Tras dos años de gestión el ánimo político de muchas y muchos mexicanos parece tornarse distinto al que se preveía en los inicios del presente mandato. Existen muy diversas razones por las cuales el escenario electoral del 2021 se torna incierto; algo que en su momento no podrían haber anticipado los militantes de Morena.

Según Jorge Aguilar la respuesta puede encontrarse en la carencia de los ingredientes de una sana democracia. Dichos ingredientes son: respeto al Estado de Derecho, independencia de poderes, institucionalidad democrática, fuerte; seguridad jurídica, oposición fuerte, medios independientes, ciudadanía consciente y activa, libertad de expresión, justicia social, transparencia y rendición de cuentas.

“Estos elementos fundamentales deben guiarnos en el diseño y la construcción de nuestra democracia, todavía muy incipiente y que sentimos ha ido involucionando en lugar de evolucionar hacia un sistema que brinde garantías plenas para el desarrollo integral del ser humano”, sostiene el analista político.

Pero, ¿quiénes desde la arena política han asumido el papel de pesos y contrapesos a los que antes hicimos referencia, para abonar a esta incertidumbre política?

Ni la oposición de Morena en la Cámaras, ni en ningún otro frente, han sido hasta ahora, las que han logrado menguar la enorme fuerza del partido hegemónico.

Han sido en todo caso las organizaciones de la sociedad civil, que aún sin recursos por el recorte de partidas presupuestales a las labores que realizan, no han dejado de levantar la voz.

También los colectivos feministas y las familias de víctimas que no han obtenido justicia, quienes se han organizado valientemente y a costa de su integridad, para seguir exigiendo que se abata la impunidad.
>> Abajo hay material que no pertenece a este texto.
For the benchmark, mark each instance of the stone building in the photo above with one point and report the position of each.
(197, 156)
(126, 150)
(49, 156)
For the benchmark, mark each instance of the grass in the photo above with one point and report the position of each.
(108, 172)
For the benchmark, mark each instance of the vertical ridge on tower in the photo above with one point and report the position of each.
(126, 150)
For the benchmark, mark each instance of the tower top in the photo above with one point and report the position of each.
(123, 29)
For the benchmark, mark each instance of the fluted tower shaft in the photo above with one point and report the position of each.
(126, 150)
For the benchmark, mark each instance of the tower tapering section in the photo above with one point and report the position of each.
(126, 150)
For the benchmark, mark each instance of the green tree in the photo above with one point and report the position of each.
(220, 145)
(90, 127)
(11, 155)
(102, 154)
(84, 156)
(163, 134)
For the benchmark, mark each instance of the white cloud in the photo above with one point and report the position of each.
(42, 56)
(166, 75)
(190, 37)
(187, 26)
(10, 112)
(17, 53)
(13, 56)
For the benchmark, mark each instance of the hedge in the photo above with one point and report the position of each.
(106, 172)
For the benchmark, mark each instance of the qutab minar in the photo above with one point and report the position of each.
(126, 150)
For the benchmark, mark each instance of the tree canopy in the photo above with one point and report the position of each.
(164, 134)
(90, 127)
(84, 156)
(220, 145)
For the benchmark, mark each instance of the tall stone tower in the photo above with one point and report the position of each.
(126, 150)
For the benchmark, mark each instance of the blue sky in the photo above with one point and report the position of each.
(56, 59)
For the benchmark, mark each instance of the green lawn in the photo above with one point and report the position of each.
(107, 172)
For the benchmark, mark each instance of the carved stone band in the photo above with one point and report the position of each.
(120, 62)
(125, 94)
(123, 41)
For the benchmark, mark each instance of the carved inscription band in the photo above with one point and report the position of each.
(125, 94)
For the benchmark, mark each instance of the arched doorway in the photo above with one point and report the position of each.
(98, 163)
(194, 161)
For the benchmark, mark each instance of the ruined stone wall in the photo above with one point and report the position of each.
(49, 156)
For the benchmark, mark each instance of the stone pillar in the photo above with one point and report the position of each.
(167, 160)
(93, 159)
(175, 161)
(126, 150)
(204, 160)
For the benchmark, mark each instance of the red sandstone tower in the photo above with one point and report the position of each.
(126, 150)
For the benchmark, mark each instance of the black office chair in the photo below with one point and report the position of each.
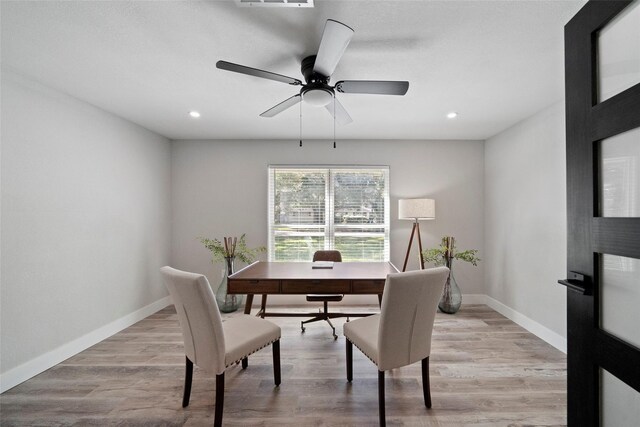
(334, 256)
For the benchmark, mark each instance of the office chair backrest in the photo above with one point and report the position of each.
(334, 256)
(409, 305)
(199, 318)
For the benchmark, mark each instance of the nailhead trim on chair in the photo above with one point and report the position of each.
(363, 352)
(249, 354)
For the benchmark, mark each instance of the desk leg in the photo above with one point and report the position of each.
(247, 305)
(263, 305)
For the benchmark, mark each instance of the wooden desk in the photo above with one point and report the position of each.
(268, 278)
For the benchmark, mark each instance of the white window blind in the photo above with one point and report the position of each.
(343, 208)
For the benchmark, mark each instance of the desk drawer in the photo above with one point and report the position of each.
(367, 286)
(316, 286)
(254, 287)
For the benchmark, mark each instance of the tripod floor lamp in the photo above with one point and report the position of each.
(415, 210)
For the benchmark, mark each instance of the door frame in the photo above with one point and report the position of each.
(587, 123)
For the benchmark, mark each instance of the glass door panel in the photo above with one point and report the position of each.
(620, 297)
(619, 403)
(619, 53)
(619, 185)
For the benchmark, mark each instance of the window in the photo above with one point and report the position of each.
(343, 208)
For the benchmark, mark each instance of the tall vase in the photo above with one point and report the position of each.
(451, 297)
(227, 303)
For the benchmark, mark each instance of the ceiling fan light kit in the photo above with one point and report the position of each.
(317, 71)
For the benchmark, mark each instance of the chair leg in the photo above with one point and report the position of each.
(426, 386)
(333, 329)
(349, 360)
(217, 421)
(381, 398)
(276, 362)
(188, 376)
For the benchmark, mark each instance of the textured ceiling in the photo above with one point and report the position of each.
(151, 62)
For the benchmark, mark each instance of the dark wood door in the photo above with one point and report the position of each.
(603, 167)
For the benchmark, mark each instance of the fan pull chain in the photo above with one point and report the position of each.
(300, 123)
(334, 121)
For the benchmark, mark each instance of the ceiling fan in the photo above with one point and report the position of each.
(317, 70)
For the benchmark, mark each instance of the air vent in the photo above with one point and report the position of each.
(274, 3)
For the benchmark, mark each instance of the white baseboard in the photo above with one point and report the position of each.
(40, 364)
(542, 332)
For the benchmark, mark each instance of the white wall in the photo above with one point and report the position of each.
(525, 218)
(85, 223)
(220, 189)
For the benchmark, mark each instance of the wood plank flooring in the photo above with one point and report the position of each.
(485, 371)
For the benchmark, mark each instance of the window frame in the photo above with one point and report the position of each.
(329, 220)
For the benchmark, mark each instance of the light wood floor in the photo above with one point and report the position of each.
(485, 371)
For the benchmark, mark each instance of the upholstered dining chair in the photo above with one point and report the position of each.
(328, 255)
(210, 343)
(401, 334)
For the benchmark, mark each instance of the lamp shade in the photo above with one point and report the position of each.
(416, 209)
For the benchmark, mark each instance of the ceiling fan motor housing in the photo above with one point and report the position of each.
(317, 91)
(307, 71)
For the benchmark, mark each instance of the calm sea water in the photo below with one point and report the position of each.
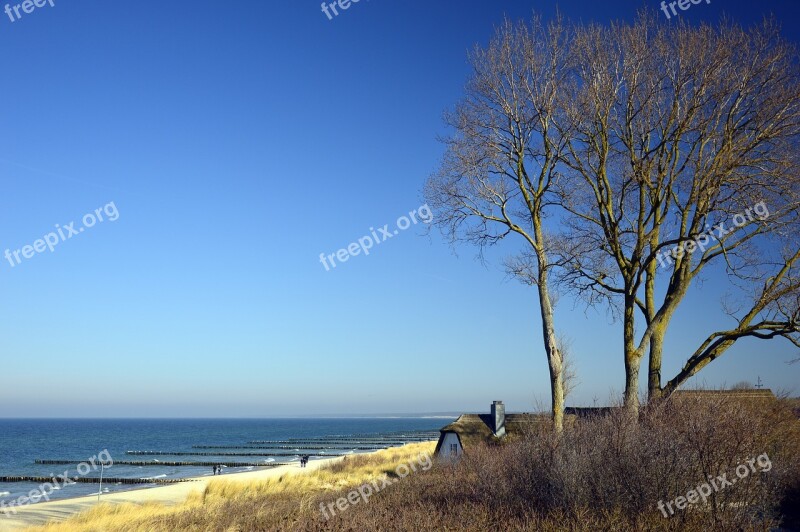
(24, 441)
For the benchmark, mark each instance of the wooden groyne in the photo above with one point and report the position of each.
(186, 453)
(182, 453)
(389, 443)
(341, 447)
(173, 464)
(94, 480)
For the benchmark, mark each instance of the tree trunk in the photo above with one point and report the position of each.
(633, 358)
(554, 358)
(654, 369)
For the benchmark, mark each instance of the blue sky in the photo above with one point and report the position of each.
(237, 142)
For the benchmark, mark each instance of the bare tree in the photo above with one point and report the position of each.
(496, 179)
(682, 159)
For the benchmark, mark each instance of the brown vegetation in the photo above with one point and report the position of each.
(606, 473)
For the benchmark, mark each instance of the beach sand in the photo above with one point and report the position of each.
(41, 513)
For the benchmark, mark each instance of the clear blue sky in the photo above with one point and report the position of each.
(238, 141)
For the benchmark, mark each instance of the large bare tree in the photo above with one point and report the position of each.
(683, 162)
(497, 175)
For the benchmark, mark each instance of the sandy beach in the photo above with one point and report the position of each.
(41, 513)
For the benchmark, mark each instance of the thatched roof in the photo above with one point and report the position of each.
(475, 428)
(748, 394)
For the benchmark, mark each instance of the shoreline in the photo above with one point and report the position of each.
(59, 510)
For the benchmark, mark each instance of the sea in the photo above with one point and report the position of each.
(76, 441)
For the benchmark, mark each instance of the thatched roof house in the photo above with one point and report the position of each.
(471, 429)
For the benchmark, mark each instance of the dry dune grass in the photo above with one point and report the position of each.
(604, 473)
(225, 502)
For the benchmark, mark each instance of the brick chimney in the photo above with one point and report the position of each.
(498, 414)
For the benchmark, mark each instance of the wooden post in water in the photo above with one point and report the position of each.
(102, 467)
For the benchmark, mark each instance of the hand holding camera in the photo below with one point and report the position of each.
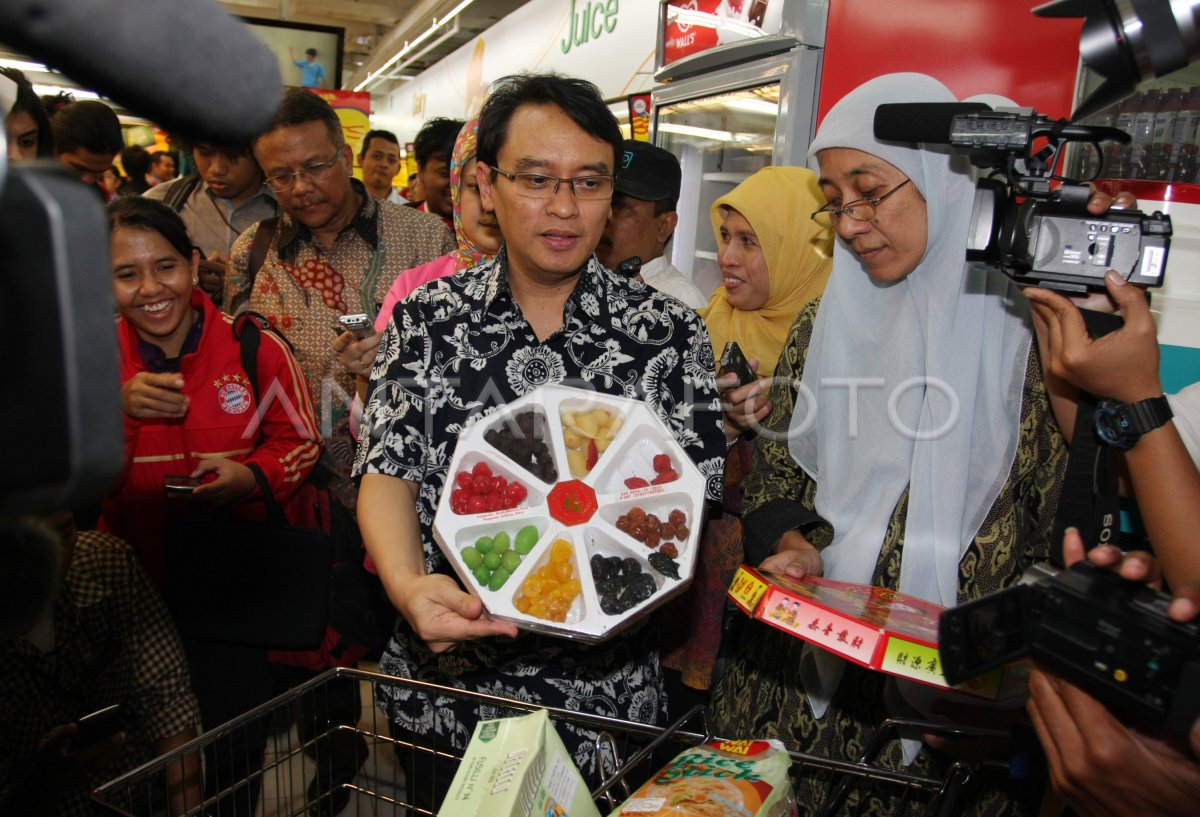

Se han sumado además escritores, artistas, académicos, intelectuales, analistas políticos, periodistas y líderes de opinión, entre otros, quienes han señalado que en la presente gestión, se está vulnerando en sus ataques, el derecho a la libertad de expresión.

Han sido en adición las propias acciones del gobierno, los dichos presidenciales, el manejo de la pandemia y de sus estadísticas, la deshonestidad revelada en diversas operaciones vulnerando su principal bandera, los factores que han operado en su contra.

La opacidad en el manejo del dinero público, los mega proyectos que contradicen las políticas ambientales más avanzadas, los encubrimientos a militantes en posiciones de poder; lo que suma al debilitamiento del morenismo.

En ese contexto y frente al recién iniciado proceso electoral 2020-20121, diferentes grupos organizados buscarán tener una acción de representatividad con la idea de crear un frente que de balance a las decisiones.

En las próximas elecciones tomaremos la enorme decisión de seguir fortaleciendo un régimen presidencial sin contrapesos, o de consolidar una democracia que articule un Congreso y gobiernos locales plurales, órganos constitucionales verdaderamente autónomos y poderes fácticos visibles y críticos.

México requiere de una democracia plural, representativa e incluyente que garantice un equilibrio de poderes que evite los abusos de cualquier gobierno en turno y fomente la transparencia y la rendición de cuentas.

“…para que no se pueda abusar del poder, es preciso que el poder detenga al poder” Barón de Montesquieu.